Over the years I have trained myself to focus on the need. Why? Because the right focus on the need drives everything you do in major gift fundraising. It drives:
- A clear understanding of what the problem is, in human and emotional terms. Don’t forget, the whole point of a non-profit is to solve problems – all kinds of problems. When you focus on the need, you gain a very clear view of what you are trying to do.
- You need to remember what the Big Idea is. It is amazing to me how quickly we forget the main point of our work. Here is what I mean. When I ask a MGO, a Development Director or any fundraiser what their job is, they usually say something like: “my job is to raise money.” Or it might be: “my job is to manage the fundraising, communication and marketing agenda of our organization.” I very rarely hear that the person’s main job is to solve a problem or address a need.
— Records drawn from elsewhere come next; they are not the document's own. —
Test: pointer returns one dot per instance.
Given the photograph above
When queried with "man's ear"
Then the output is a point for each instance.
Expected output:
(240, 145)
So your proper focus on the need reminds you what the main point is.
- A proper balance of head and heart. A fix on the need keeps your heart engaged, and that is very important. Too many of us stay solely in our heads, with all the logic, planning, to do lists, numbers, etc. And our hearts are cold. I know from experience that a cold heart in fundraising is a major block to success. The way you keep your heart warm is to feel the need all the time. It keeps you balanced, focused and properly aligned.
So I recommend that every time you think about a specific ask, proposal or case that you first zero in on the need. Take the following steps:
- Describe the need. Do not get into solutions. Simply write down the answer to the question “what is the need?” I find that just this exercise alone can be difficult. In fact, in every session or training I have done on this subject, it is extremely difficult for the person to describe the need without getting into the solution to the need. Try it. Just describe the need.
- Make sure you describe it in emotional and human terms. Take a look at what you have written in your description of the need. Did you use a lot of head language like “this situation is part of a social trend in this area…” – language that really does not connect to the need? This is head language. It is needed, but not in the quantity you tend to use. What does it FEEL like, as a human being, to be in this situation? What are you experiencing because you are in this situation? This is what you should see in your description. Make the need human.
Describing the need, as you should, is a very difficult thing to do. More difficult than you think. This is because it is so painful and disturbing – as it should be. Let yourself go into the need, the pain, the hurt. It will be good for you personally and professionally. And it will assure that you do not lose your way as our Canadian tax friends have.